Since we need to capture this in our FunV, we need to alter its
definition to be –
(struct FunV (lexenv argname expr) #:transparent)
… and based on that our interpreter needs to be modified to –
(define (interp-v5 env aexpr)
(match aexpr
[(FunC argname body)
; Note that we're storing away the dynamic environment
; at the point the function value is created, as its
; lexical environment.
(FunV env argname body)]
[(ApplyC fexpr vexpr)
(let ([fval (interp-v5 fexpr)]
[vval (interp-v5 vexpr)])
; Here, we have to extend the "lexical environment"
; of the function with the new binding and evaluate it,
; instead of extending the dynamic environment at the
; call point.
(match fval
[(FunV lexenv argname body)
(interp-v4 (extend lexenv argname vval) body)]

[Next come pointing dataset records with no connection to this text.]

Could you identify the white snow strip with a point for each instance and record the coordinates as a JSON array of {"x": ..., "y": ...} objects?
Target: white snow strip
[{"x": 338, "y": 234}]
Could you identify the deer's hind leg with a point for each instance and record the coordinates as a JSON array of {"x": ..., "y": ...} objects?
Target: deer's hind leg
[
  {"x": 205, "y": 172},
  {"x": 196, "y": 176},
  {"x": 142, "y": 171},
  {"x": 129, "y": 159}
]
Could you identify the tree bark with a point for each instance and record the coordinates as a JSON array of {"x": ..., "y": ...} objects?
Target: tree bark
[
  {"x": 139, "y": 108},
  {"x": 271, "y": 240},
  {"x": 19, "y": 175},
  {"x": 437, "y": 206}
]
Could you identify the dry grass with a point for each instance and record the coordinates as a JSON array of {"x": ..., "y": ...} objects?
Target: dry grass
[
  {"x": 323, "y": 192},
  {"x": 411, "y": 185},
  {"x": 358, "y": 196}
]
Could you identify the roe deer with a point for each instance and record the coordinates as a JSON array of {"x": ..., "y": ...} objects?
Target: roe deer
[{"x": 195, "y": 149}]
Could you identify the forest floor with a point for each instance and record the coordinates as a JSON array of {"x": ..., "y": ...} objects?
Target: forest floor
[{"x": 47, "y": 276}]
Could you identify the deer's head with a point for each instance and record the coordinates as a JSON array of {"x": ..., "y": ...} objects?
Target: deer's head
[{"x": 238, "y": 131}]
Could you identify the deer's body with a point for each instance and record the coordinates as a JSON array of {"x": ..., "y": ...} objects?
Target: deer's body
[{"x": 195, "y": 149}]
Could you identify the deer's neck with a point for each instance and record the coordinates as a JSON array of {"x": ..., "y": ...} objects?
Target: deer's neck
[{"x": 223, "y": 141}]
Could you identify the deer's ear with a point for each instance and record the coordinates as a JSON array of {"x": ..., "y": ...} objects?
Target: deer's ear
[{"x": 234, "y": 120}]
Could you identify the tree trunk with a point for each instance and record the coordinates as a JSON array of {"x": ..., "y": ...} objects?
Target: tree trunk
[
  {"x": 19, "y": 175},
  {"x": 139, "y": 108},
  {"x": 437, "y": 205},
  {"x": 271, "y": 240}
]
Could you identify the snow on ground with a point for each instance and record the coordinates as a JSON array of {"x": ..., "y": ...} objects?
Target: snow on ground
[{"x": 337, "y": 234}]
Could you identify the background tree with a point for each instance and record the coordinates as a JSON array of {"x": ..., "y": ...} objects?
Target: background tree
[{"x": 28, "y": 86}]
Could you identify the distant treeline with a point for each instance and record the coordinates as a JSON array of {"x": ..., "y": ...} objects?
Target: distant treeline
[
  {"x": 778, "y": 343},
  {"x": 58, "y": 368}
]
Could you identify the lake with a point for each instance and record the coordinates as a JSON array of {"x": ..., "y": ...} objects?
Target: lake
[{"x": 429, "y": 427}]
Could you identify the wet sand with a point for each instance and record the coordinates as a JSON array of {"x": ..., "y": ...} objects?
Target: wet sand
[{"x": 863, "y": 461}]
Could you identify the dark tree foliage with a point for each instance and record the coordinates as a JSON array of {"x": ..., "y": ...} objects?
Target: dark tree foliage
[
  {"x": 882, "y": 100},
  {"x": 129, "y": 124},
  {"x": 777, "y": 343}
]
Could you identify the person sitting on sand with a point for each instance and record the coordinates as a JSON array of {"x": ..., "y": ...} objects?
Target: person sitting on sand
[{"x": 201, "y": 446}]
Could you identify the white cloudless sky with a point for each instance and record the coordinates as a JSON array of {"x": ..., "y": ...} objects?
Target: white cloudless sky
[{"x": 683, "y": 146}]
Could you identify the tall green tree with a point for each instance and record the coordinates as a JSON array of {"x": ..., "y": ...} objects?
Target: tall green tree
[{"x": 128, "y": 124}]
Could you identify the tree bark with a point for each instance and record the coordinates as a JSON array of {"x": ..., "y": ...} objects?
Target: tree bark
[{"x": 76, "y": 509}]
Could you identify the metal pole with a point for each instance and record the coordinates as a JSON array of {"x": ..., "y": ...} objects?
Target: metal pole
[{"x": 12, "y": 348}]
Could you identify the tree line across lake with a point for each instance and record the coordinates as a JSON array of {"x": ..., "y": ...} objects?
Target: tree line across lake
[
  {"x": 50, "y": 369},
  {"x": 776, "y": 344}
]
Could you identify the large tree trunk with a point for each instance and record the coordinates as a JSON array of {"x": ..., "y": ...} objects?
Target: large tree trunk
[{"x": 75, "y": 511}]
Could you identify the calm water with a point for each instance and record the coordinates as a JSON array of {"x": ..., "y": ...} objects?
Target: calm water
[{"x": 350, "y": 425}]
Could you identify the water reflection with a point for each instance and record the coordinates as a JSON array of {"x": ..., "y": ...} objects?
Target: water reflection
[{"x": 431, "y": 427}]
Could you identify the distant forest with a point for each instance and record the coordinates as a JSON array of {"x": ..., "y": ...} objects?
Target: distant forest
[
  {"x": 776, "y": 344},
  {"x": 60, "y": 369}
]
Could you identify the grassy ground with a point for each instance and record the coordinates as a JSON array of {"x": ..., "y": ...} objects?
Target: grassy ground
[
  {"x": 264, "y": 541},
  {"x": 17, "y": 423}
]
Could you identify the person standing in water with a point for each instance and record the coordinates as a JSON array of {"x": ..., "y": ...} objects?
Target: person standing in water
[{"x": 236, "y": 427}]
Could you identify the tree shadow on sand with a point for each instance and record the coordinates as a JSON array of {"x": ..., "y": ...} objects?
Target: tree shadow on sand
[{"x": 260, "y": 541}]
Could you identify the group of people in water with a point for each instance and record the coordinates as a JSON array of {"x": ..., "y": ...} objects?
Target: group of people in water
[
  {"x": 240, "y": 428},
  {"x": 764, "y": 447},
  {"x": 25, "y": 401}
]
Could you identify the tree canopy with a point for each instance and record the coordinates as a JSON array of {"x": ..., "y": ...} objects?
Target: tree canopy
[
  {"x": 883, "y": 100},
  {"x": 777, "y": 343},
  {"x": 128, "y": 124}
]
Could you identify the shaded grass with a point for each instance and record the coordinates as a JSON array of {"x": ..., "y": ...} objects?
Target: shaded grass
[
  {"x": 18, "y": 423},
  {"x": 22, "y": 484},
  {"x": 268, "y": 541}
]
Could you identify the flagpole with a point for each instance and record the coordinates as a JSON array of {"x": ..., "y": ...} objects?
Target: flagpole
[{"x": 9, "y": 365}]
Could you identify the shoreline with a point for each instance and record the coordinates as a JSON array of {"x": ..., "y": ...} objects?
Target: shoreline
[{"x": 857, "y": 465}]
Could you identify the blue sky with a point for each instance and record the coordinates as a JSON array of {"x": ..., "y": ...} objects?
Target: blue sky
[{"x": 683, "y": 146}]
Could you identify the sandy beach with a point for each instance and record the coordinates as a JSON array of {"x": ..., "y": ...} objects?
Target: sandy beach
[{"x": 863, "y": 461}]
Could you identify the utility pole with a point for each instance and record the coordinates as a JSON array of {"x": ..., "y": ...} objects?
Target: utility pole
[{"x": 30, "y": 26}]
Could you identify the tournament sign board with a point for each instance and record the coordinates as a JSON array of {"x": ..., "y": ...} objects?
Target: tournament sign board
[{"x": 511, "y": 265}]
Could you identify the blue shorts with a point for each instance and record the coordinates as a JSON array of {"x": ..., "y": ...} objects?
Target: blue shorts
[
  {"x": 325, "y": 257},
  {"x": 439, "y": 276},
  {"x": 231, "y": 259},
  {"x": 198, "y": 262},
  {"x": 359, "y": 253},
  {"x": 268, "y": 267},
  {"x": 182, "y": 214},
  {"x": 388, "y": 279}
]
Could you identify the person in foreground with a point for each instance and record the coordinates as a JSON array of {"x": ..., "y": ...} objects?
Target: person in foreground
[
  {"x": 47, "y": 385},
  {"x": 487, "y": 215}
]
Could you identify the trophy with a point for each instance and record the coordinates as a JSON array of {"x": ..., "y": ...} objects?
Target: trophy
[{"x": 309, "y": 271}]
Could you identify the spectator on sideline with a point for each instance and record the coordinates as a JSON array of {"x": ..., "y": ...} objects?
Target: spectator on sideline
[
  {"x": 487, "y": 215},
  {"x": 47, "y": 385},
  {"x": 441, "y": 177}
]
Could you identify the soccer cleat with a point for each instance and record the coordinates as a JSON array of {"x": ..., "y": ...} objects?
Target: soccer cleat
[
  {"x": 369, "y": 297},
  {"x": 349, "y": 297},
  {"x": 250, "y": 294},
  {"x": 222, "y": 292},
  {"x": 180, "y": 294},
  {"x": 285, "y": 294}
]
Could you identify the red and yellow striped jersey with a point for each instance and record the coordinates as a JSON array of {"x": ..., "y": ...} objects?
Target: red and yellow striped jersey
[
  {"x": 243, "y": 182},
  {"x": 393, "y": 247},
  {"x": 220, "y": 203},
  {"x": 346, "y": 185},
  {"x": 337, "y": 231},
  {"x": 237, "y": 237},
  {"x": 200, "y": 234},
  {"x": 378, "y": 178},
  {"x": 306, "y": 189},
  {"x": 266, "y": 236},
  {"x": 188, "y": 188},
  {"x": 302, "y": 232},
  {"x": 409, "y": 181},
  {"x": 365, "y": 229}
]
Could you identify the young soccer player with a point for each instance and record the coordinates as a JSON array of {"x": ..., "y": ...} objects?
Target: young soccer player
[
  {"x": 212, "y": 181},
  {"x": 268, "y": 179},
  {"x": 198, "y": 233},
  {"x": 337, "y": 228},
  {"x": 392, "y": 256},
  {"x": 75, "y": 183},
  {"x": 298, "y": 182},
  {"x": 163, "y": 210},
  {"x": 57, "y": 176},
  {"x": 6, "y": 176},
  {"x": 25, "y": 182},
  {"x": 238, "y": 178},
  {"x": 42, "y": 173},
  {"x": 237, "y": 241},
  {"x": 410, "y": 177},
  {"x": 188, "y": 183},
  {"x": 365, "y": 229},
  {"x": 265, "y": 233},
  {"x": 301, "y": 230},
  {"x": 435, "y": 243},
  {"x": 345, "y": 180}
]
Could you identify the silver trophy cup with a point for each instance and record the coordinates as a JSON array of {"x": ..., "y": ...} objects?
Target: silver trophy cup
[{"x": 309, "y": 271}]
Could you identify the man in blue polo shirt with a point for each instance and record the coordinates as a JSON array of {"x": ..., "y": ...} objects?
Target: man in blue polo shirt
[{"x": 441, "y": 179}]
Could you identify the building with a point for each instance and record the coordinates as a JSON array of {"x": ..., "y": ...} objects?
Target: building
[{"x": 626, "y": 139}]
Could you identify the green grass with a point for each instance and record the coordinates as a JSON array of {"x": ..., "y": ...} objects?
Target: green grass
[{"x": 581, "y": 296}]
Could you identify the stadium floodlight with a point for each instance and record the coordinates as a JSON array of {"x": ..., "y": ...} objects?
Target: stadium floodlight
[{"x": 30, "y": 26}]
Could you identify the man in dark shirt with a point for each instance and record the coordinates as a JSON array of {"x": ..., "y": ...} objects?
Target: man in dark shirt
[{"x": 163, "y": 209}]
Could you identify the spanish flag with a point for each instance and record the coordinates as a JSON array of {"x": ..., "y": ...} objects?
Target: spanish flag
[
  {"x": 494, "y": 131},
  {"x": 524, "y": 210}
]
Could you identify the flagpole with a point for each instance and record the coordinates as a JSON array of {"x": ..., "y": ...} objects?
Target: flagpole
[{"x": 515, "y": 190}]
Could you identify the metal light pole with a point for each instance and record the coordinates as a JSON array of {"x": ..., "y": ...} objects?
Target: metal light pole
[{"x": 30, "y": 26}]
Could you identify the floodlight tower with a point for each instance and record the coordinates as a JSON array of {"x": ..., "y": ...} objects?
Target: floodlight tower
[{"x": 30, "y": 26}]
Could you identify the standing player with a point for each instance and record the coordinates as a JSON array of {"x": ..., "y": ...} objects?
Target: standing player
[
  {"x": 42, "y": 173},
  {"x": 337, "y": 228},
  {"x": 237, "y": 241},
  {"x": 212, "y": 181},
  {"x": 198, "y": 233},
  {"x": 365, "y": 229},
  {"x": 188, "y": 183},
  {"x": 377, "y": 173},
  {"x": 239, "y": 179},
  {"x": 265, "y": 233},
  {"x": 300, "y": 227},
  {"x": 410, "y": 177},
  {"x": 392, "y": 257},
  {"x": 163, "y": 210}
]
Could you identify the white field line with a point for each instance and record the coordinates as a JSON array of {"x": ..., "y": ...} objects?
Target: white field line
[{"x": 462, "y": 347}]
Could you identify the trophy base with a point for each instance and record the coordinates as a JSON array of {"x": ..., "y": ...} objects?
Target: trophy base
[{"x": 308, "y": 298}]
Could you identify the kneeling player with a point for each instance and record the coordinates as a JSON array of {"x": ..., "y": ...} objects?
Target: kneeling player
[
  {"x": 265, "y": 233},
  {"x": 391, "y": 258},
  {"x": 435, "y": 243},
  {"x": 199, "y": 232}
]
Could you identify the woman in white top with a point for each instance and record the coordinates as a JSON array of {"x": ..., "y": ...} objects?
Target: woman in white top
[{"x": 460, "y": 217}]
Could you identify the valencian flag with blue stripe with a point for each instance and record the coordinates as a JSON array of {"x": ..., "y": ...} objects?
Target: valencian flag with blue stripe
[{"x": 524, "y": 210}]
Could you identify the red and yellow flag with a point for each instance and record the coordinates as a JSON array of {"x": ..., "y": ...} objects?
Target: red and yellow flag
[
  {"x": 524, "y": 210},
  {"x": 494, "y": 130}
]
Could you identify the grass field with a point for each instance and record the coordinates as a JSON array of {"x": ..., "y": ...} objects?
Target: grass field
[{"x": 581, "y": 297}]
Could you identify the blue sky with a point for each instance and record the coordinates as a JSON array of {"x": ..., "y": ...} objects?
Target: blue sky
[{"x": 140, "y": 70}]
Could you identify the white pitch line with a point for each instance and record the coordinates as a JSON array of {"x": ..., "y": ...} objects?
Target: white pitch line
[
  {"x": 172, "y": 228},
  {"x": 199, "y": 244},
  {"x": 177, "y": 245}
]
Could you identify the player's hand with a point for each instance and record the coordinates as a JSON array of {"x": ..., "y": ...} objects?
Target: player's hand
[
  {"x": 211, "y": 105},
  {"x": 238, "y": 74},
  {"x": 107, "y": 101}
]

[_ (error "Not a function, so can't apply")]))]
[(IdC id)
(lookup env id)]
[(AddC e1 e2)
(NumV (+ (NumV-n (interp-v5 env e1))
(NumV-n (interp-v5 env e2))))]
;...handle other terms...
))
Exercise
Complete the interpreter and the corresponding desugar function
and test the various cases you think might be problematic, to see
whether it performs correctly – i.e. works where it should and errors
out where it is faced with an invalid expression.
Exercise
Define a sugar expression (LetS id vexpr bodyexpr) which binds the
given identifier to the value of the given expression within the bodyexpr.
You can define this in terms of FunC and ApplyC.
Exercise
Make the language more complete by adding support for boolean values,
logical operations and branching. Define the following new terms and their
behaviours in the interp function and the desugar function.
(struct BoolV (b) #:transparent) ; b = #t or #f
(struct TrueC () #:transparent)
(struct FalseC () #:transparent)
(struct AndC (e1 e2) #:transparent)
(struct OrC (e1 e2) #:transparent)
(struct NotC (e1) #:transparent)
(struct IfC (boolexpr thenexpr elseexpr) #:transparent)
The slots named e1, e2 etc are expected to be
expressions (potential sugar terms as well), but which in this
context are valid only if they evaluate to boolean values.